Shop at: The Saturday Market  

The town is unsurprisingly sleepy during the week, but on Saturdays locals and visitors don their weekend best to parade the high street market. Stalls heave under the weight of books, second-hand salvageables and bric-a-brac, and an epicurean feast that includes Scandi-style buns from Bygga Bo, outdoor wine bar Authentique Wines, and dairy from the Kentish Cheese Stall. Nearby No Name Shop also stocks a cornucopia of cheese and charcuterie. 
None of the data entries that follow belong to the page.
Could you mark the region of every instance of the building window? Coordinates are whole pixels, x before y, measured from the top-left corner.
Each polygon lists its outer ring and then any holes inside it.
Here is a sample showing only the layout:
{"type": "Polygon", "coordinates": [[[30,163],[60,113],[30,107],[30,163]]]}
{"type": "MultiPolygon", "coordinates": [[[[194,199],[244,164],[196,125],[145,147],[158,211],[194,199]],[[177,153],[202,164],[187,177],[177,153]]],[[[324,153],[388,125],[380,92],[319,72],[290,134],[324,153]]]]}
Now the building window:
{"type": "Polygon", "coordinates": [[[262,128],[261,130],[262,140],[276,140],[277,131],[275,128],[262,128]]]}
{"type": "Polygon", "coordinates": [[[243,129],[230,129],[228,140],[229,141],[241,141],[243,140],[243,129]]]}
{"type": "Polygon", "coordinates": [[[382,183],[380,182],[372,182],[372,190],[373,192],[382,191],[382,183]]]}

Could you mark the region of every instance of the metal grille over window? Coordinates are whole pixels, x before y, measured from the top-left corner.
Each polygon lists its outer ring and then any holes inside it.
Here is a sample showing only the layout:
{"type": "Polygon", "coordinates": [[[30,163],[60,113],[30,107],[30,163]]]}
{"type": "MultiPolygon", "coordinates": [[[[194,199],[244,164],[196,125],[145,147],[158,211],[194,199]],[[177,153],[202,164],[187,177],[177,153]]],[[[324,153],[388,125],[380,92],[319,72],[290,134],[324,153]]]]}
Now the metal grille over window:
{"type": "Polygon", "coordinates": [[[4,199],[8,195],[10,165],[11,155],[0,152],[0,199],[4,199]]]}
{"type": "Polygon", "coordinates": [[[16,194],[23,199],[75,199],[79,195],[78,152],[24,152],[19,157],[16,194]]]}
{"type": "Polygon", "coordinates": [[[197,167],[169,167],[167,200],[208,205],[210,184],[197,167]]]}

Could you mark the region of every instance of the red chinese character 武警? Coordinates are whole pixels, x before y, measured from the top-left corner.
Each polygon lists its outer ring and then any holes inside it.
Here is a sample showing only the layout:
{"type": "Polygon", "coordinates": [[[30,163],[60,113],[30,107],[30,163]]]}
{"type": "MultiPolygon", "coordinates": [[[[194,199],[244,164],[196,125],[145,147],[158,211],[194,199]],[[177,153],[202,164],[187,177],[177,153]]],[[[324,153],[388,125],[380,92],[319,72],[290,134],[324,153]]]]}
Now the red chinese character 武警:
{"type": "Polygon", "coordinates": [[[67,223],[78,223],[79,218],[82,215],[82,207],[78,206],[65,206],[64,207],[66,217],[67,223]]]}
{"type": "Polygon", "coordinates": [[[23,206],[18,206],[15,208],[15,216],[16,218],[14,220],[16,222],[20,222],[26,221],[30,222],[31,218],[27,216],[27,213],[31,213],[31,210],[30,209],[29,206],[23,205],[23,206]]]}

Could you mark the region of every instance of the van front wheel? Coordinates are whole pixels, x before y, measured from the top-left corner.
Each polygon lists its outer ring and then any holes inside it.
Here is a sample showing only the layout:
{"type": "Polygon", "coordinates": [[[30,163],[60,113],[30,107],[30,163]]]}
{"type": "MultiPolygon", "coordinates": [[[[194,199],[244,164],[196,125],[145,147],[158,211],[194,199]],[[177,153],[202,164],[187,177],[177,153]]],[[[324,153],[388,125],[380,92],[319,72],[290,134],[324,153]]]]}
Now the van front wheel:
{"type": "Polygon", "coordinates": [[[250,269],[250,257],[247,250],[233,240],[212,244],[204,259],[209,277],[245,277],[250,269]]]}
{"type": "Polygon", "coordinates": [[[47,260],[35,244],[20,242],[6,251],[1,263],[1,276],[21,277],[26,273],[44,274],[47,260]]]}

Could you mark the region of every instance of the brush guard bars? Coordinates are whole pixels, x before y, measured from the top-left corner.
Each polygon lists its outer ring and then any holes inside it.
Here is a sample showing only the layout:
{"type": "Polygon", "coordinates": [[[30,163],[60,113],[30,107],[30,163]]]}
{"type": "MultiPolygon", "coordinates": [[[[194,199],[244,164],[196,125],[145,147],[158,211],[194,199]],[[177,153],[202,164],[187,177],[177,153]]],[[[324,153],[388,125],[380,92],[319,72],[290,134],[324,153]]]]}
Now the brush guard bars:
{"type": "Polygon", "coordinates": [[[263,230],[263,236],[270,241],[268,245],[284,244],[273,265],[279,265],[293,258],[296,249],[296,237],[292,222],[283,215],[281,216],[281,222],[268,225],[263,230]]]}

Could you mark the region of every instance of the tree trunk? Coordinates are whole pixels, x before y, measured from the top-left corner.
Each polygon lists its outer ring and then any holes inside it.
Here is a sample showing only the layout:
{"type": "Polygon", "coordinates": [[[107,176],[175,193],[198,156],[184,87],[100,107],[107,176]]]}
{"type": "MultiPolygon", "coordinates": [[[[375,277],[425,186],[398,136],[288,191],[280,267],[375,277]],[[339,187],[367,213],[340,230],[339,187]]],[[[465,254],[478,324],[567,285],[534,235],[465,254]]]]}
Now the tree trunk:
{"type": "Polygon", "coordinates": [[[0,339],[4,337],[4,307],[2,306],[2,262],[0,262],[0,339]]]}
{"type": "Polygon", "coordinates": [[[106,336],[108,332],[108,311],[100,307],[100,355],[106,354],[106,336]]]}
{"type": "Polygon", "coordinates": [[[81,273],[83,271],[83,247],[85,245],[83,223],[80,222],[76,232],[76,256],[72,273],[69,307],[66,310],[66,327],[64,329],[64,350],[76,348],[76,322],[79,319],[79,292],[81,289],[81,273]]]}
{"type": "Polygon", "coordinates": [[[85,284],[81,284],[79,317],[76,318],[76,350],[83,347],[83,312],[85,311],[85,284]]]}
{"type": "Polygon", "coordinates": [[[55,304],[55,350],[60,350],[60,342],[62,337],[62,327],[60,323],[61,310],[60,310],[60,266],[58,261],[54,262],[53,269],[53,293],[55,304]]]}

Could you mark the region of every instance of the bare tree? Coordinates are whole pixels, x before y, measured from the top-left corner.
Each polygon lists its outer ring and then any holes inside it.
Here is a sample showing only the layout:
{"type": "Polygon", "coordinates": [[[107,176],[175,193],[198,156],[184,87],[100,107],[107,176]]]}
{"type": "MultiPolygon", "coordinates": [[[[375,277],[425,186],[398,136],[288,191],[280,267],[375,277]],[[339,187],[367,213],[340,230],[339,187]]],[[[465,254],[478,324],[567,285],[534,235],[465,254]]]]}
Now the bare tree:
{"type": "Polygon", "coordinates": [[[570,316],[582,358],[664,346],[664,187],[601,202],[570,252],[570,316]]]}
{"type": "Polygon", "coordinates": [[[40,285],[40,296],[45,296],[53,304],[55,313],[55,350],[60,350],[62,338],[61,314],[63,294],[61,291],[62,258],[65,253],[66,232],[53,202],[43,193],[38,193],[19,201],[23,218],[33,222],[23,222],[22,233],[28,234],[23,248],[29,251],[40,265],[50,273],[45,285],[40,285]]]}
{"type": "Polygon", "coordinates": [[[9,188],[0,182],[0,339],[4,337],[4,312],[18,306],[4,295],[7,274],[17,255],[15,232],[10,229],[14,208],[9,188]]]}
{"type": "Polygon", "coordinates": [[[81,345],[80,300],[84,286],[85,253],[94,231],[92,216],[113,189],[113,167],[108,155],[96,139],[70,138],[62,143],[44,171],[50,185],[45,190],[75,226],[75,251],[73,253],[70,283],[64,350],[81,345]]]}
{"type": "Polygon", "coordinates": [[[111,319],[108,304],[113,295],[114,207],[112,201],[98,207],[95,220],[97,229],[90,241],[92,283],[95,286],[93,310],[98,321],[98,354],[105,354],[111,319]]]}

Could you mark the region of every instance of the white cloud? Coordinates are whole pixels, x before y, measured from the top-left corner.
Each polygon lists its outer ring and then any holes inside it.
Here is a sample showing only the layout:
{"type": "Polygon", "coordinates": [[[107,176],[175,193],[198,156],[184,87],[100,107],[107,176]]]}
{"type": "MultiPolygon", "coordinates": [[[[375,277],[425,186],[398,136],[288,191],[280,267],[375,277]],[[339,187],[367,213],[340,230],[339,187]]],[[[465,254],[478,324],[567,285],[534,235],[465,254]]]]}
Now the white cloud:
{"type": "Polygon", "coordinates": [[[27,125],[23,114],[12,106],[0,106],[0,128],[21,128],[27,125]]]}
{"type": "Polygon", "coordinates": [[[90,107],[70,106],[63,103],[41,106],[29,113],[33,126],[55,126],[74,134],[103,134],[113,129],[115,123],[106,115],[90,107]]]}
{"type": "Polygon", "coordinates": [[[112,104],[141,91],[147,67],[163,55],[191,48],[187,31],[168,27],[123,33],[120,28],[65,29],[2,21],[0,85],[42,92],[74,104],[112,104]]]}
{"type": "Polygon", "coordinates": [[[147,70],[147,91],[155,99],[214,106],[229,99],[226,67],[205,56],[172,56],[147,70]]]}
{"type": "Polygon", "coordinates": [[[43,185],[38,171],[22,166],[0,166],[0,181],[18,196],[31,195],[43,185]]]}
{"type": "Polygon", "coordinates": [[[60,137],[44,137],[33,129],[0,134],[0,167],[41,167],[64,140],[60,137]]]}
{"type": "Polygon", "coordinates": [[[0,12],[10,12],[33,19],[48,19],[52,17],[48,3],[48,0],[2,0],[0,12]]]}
Also try… Smugglers Records for a curated, knowingly cool record collection and a fridge full of craft beer; J. Cosmo and its vintage and reproduction 1940s menswear; Hoxton Store’s covetable lifestyle pieces and rails of womenswear; a rotating stock of trend-focused furniture at Mileage Vintage; and a treasure trove at Quill Antiques. 


Drink real ale at: The Ship Inn 

the ship inn.JPG

A Deal institution tucked between Middle Street townhouses, The Ship’s 18th century walls are awash with tales of maritime debauchery and its ale selection is legendary. Micropub The Just Reproach sources real ales from UK microbreweries and issues £1 fines for using phones, while The Bohemian sits shoreside and the Taphouse Beer Cafe brings Deal Time & Tide beer and urbanite edge.  


And for a glass of wine: Le Pinardier  

Everyone knows everyone in this town, and nowhere is this more apparent than at Le Pinardier. Mid-week quiz nights draw cross-generational crowds to sup French wine and sample whopping cheese boards, and there are live acoustic sets on Saturdays. Relatively new and aptly named, The Bar spreads across two industrial-style floors, killer negronis are found at The Lane, and The Rose does cocktails with characteristic flair. 


For dinner: Middle Street Fish Bar 

Fresh battered cod, triple-cooked chips and a pot of mushy peas: a proper seaside chippy dinner from another Deal institution, best eaten slathered in cheap vinegar, on beachside bench with wind-whipped hair. Elsewhere, Frog and Scot is owned by the people behind Le Pinardier and reimagines French bistro classics; The Dining Club is a traditional supper club affair; and Whits of Walmer is renowned for its take on fresh local seafood.  


Browse local art at: Taylor Jones & Son 

and sons.JPG

The steady growth of Deal’s gallery scene is testament to the fact that artists have for decades sought solace on this stretch of the Kent coast. Taylor Jones & Son is co-owned by BBC wildlife photographer Richard Taylor-Jones and hugs a corner of the high street, showing works by local artists and photographers. Delilah, the gallery’s resident sheepdog, is an equally significant draw. Also worth a visit are artist Neil Kelly’s punkish Don’t Walk Walk, and the town’s contemporary art flagship Linden Hall Studios.  


Walk this way: the coast from Deal to Kingsdown 

These flat shores have seen their share of military landings, from Julius Caesar in 55BC to Napoleon in the early 19th century. The best way to traverse them is on a typically bracing 2.6-mile coastal walk that starts at the Deal Timeball Tower and takes in Deal Castle and Henry VIII’s Walmer Castle. A curative dip in the sea at Kingsdown is one way to recalibrate ahead of a pub lunch in the Zetland Arms’ cosy front rooms—with views across the channel to France, if you’re lucky.